With the budget only a few days away, the media is buzzing with articles about what is expected out of the budget, and how things might shape up.
One of the recurring topics I see is raising the 80C investment limit from Rs. 1 lakh to Rs. 2 lakhs. Obviously a lot of people are hoping that this change comes to be, and the cap is raised to Rs. 2 lakhs or even higher.
This is a far cry from a few years ago when Direct Tax Code was supposed to be implemented and all of 80C exemptions were going to be eliminated.
Quite a few people used to write in comments at the time wondering about the fate of ELSS funds, and whether they should invest in them given that very soon they will not even be in existence any more. These were obviously valid concerns and if someone didn’t invest in ELSS funds because of this and next year they double the limit – that person has got to feel duped.

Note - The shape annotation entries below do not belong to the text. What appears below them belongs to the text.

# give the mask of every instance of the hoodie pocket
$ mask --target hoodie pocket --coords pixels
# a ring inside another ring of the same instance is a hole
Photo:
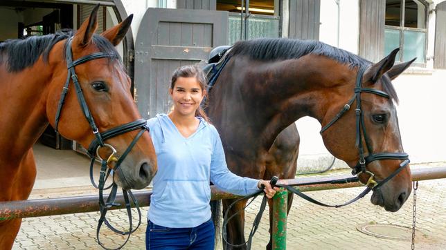
[[[192,211],[209,206],[211,189],[207,180],[168,180],[157,204],[161,209]]]

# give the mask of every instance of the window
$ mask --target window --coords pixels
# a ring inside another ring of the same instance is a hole
[[[386,1],[384,55],[400,48],[397,61],[425,64],[427,10],[421,0]]]
[[[229,12],[228,44],[259,37],[280,37],[279,1],[250,0],[249,15],[245,17],[246,2],[245,0],[217,0],[217,10]],[[247,21],[246,26],[245,20]]]

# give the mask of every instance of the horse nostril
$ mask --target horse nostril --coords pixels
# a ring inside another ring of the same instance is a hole
[[[139,177],[143,180],[148,180],[150,177],[150,166],[146,162],[141,165]]]
[[[406,192],[401,193],[400,196],[398,196],[398,202],[400,202],[400,204],[402,205],[406,201]]]

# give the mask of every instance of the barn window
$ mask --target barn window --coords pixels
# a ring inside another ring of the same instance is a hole
[[[247,16],[244,15],[247,2]],[[229,12],[229,44],[238,40],[280,37],[279,10],[278,0],[217,0],[217,10]]]
[[[384,55],[400,48],[397,61],[425,64],[427,7],[420,0],[386,1]]]

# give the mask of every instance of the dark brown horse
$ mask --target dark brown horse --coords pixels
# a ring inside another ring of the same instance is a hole
[[[356,94],[359,68],[365,69],[359,75],[363,88],[358,92],[364,118],[361,130],[364,133],[366,131],[367,136],[355,143],[357,112],[355,108],[346,110],[321,133],[326,148],[352,168],[359,161],[359,146],[364,148],[366,156],[374,153],[403,152],[394,106],[398,97],[391,80],[412,61],[394,66],[397,52],[372,64],[319,41],[267,39],[236,43],[210,91],[207,108],[221,135],[229,169],[240,175],[254,178],[293,177],[295,162],[281,159],[281,163],[271,164],[274,160],[271,150],[281,148],[278,135],[304,116],[316,119],[323,126],[328,124]],[[376,94],[382,92],[384,94]],[[357,102],[353,100],[350,105],[356,105]],[[296,131],[289,131],[289,135],[296,135]],[[293,149],[290,140],[296,136],[281,138],[282,143],[285,142],[283,148]],[[273,146],[275,141],[277,145]],[[297,148],[293,150],[296,152]],[[292,155],[293,151],[289,152],[289,155]],[[280,155],[278,153],[276,155]],[[292,155],[289,160],[294,161],[296,157]],[[368,162],[366,170],[379,182],[398,169],[401,162],[400,159]],[[402,169],[374,191],[373,204],[390,211],[400,209],[411,191],[410,170],[409,167]],[[365,183],[370,176],[360,174],[359,177]],[[233,201],[223,201],[224,212]],[[234,211],[244,204],[234,206]],[[226,231],[229,242],[244,242],[244,224],[243,214],[230,221]],[[270,247],[271,242],[267,246]]]
[[[98,134],[141,117],[130,94],[130,79],[114,48],[130,27],[132,17],[98,35],[94,34],[97,10],[98,7],[73,36],[60,33],[0,44],[0,202],[28,198],[36,175],[31,147],[48,123],[55,126],[58,119],[57,128],[63,136],[88,148]],[[66,50],[70,38],[71,46]],[[71,87],[56,119],[70,68],[67,70],[66,55],[70,52],[73,64],[78,64],[71,68],[75,71],[80,88],[73,86],[71,79],[75,77],[68,79]],[[82,57],[86,57],[84,61],[75,61]],[[78,101],[80,88],[83,102]],[[80,103],[87,108],[81,108]],[[92,124],[99,133],[93,134]],[[118,151],[115,156],[118,157],[139,132],[141,130],[132,130],[105,143],[114,147]],[[108,151],[101,149],[99,153],[107,159]],[[114,177],[123,189],[142,189],[156,170],[154,149],[146,131]],[[12,247],[21,222],[21,219],[0,222],[1,249]]]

Then there is the whole question of the rationale of the DTC and how it was supposed to simplify tax structure and reduce rates. Instead all we have seen are things like RGESS which does a lot more to complicate the already hard to understand tax structure, and now if they raise the 80C limit, I’m sure there will be some tinkering with elements within that as well and that will add to the complicated structure as well.
If this continues to happen, then I think they can just stop pretending that DTC will eventually be implemented because the uncertainty does no good, and the introduction of RGESS shows that we aren’t going to move to a simple tax structure any time soon.
It is probably too late to do anything about it now, but I would much rather have a simple tax structure with lower tax rates instead of all these exemptions with their sub-limits and complexities.